欽治はあえて「ああ、出口近くの?」と言い直した。すると、昭夫は欽治の予想以上にわっはっはと大きな声を出して笑った。昭夫も中学生の時分を思い出しているにちがいない。欽治は中学のときと変わらない豪快な笑い声に、心がすっと落ち着くのを感じていた。
商店街の北口から、十五分ほど歩くと昭夫の息子の家がある通りに出た。右側に息子の家があるという昭夫の言葉を耳にすると同時に、左側の公園が目に入った。そのベンチで小学生くらいの女の子が泣いている。ふたりは顔を見合わせ、少女に近づいていった。

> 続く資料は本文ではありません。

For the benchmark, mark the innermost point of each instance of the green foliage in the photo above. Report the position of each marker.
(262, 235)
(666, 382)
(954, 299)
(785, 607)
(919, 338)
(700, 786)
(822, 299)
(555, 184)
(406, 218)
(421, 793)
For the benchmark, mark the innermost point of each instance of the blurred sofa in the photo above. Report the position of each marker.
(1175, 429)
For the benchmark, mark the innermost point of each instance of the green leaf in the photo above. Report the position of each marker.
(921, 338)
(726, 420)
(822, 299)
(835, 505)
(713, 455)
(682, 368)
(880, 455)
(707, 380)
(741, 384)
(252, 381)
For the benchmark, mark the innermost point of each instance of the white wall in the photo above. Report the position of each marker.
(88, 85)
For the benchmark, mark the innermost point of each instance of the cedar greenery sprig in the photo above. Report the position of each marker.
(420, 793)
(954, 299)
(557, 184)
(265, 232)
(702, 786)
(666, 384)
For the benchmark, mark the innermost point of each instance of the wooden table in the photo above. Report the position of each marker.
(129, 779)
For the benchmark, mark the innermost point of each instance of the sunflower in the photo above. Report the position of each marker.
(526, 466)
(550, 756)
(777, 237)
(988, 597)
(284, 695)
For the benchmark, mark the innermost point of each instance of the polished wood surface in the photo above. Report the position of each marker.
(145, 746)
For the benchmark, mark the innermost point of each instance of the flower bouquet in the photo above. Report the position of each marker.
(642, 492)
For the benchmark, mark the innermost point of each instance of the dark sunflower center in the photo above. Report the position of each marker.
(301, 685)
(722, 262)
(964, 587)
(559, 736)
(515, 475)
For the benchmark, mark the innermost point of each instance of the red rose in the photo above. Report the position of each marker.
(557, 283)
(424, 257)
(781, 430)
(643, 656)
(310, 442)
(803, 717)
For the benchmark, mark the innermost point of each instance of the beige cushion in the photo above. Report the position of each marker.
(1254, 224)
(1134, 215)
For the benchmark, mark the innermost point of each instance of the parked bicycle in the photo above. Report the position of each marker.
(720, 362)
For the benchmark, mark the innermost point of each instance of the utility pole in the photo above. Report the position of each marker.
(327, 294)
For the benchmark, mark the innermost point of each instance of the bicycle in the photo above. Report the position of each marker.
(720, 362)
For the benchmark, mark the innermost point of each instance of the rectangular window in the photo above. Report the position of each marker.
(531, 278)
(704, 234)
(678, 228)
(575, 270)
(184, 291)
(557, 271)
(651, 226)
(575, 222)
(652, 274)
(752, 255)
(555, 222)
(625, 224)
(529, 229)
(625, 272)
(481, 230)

「お嬢ちゃん、どうしたんだい」欽治が話しかけても、耳に入っていないかのように、少女が泣きやむ気配はない。
「お腹空いているのかい」昭夫はビニール袋から弁当を一箱出した。使い捨ての弁当箱だった。「これでも食べて元気出しな」
欽治は驚いて昭夫を見た。そんな欽治の視線を感じてか「いいんだよ、一箱くらい」と笑った。少女はきょとんとしながらも泣きやみ、蓋を静かに開けると恐る恐る食べ始めた。
そこへ「真央!」少女の母親らしき若い女が走り寄ってきた。おそらく買い物中に少女が勝手にこの公園にひとりで来てしまったのだろう。母親に怒られないよう、昭夫が弁当を食べている状況を説明した。母親の剣幕に、少女は再び泣き出してしまった。それにつられるように、母親の胸元の赤ん坊も大声で泣き始めた。母親は「あの、本当にありがとうございました」とお礼を口にして、慌てて家に少女を連れていこうとする。しかし「あ、やだ、オムツ……!」と母親が声をあげて立ち止まった。

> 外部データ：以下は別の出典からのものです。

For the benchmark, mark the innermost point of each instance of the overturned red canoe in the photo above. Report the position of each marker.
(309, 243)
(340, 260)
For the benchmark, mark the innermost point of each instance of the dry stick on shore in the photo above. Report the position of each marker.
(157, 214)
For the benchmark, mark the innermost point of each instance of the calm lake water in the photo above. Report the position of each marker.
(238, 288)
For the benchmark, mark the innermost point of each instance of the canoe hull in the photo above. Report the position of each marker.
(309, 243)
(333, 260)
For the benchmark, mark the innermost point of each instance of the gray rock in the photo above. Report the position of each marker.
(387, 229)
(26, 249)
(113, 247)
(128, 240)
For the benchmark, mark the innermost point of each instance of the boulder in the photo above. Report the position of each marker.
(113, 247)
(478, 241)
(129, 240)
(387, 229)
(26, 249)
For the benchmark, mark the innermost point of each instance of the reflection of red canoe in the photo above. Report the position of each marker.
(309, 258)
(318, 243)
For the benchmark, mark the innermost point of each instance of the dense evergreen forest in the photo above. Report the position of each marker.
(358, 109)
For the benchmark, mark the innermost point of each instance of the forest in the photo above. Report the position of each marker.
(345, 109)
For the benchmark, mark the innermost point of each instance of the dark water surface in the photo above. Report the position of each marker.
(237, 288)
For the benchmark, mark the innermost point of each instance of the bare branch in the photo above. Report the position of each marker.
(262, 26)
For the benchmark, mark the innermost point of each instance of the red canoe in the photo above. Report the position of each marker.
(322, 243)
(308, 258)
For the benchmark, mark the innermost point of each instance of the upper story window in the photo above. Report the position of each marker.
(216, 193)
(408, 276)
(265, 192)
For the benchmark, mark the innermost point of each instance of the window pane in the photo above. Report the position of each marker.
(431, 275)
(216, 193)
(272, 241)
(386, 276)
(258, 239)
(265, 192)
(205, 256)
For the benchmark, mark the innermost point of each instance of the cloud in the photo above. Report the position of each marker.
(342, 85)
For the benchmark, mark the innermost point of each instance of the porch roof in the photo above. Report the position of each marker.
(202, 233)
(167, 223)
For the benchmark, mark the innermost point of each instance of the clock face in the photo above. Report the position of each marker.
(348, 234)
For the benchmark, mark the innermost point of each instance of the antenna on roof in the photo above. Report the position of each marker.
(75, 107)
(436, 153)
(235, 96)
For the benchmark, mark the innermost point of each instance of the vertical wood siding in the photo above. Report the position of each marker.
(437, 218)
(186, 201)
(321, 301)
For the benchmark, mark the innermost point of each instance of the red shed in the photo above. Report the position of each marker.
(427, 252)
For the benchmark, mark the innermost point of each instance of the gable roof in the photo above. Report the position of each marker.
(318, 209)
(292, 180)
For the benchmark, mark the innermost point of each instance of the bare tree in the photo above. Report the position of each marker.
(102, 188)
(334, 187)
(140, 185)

「どうしたんだい」と昭夫が聞くと、オムツを買い忘れてしまったことを力なく告げながら、重い買い物バッグを両手に、泣き叫ぶ乳幼児をあやしながら呆然と立ち尽くしている。ここまでの昭夫の世話好きぶりを目の当たりにしてきた欽治は、ひょっとして……という気持ちで昭夫をちらりと横目で見た。
「おまえ、他人に対してもずいぶんやさしいな」
オムツを買いにいく道中、欽治はあきれたような声のトーンを抑えられずにそう口にした。結局、残りの弁当も母親にすべてあげてしまった。

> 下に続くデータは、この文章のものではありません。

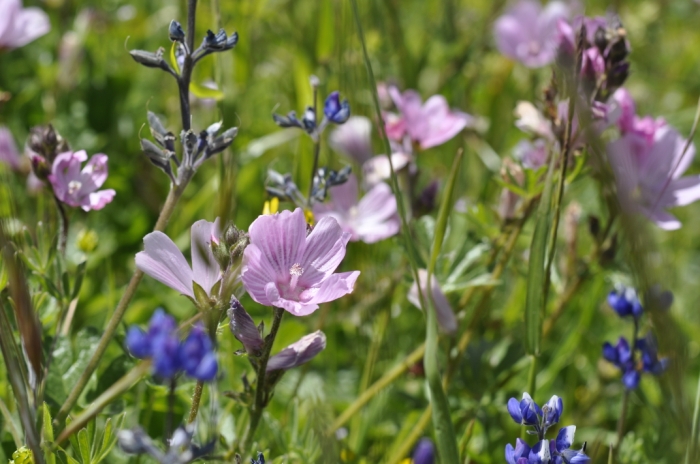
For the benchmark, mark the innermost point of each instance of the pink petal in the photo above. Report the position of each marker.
(163, 260)
(332, 288)
(98, 200)
(256, 274)
(325, 249)
(281, 239)
(205, 268)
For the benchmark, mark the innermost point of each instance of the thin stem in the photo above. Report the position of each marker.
(261, 389)
(63, 229)
(196, 399)
(113, 324)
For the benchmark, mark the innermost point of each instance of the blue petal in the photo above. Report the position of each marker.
(514, 410)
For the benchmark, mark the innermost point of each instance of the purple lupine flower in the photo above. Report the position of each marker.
(424, 452)
(298, 353)
(284, 267)
(445, 315)
(528, 33)
(336, 111)
(197, 356)
(429, 124)
(8, 149)
(525, 411)
(370, 220)
(519, 454)
(648, 177)
(78, 188)
(163, 260)
(625, 302)
(353, 138)
(19, 26)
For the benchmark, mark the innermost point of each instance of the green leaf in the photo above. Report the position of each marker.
(534, 302)
(84, 446)
(201, 91)
(80, 273)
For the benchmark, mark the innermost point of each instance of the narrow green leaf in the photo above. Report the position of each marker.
(442, 420)
(534, 302)
(80, 273)
(84, 446)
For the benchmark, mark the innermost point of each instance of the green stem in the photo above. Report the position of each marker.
(115, 320)
(261, 393)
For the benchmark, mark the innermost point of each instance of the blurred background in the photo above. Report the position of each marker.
(80, 78)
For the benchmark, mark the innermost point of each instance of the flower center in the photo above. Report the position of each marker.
(295, 271)
(74, 187)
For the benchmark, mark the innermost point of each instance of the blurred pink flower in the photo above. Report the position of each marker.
(528, 33)
(8, 150)
(353, 138)
(163, 260)
(429, 124)
(284, 267)
(79, 188)
(648, 176)
(19, 26)
(445, 315)
(370, 220)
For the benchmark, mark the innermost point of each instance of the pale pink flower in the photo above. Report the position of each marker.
(78, 188)
(286, 268)
(445, 315)
(528, 33)
(648, 176)
(370, 220)
(8, 150)
(19, 26)
(163, 260)
(429, 124)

「他人っていっても同じ町の、しかも息子家族のご近所さんじゃないか」
「それにしたって……」
「おれにはたっぷり時間もあるし、どうせウォーキングするんだから、ドラッグストアで買って届けてあげながら距離を稼げば一石二鳥だろう。みんながしあわせってもんだ」
昭夫のウィンドブレーカーの袖が擦れるリズミカルな音を耳にしながら、その横顔をちらりと見やった。深く刻まれた笑いジワを残す形で、その周辺が日焼けしている。つまり、シワだけは白いのだ。こいつはよほどいつも笑っているんだろうな。欽治は、昭夫がなぜしあわせなのかがわかるような気がしてきた。家族に囲まれているということだけがその理由ではない。人をしあわせにしようとすることで、自分もしあわせを感じているのだ。
欽治は、中学生のときのことを思い出していた。通っていた桜中学校からまっすぐ伸びる道を歩くと、商店街のちょうど真ん中あたりに出る。放課後、ふたりはそこまで一緒に帰ると、南と北に別れた。「じゃあな」とお互い別れのあいさつを口にした後、昭夫は必ずといっていいほど「あした、数学の小テストがあるからな」とか「雑巾二枚持っていく日だぞ」など、忘れてはいけない事柄を欽治に向かって叫ぶのだった。商店街に昭夫の声が響き渡り、まるで自分がうっかり者のように思われそうで恥ずかしさもあったが、昭夫のおかげで欽治は忘れ物をすることなく、平穏無事に中学生活を送ることができたのも事実だった。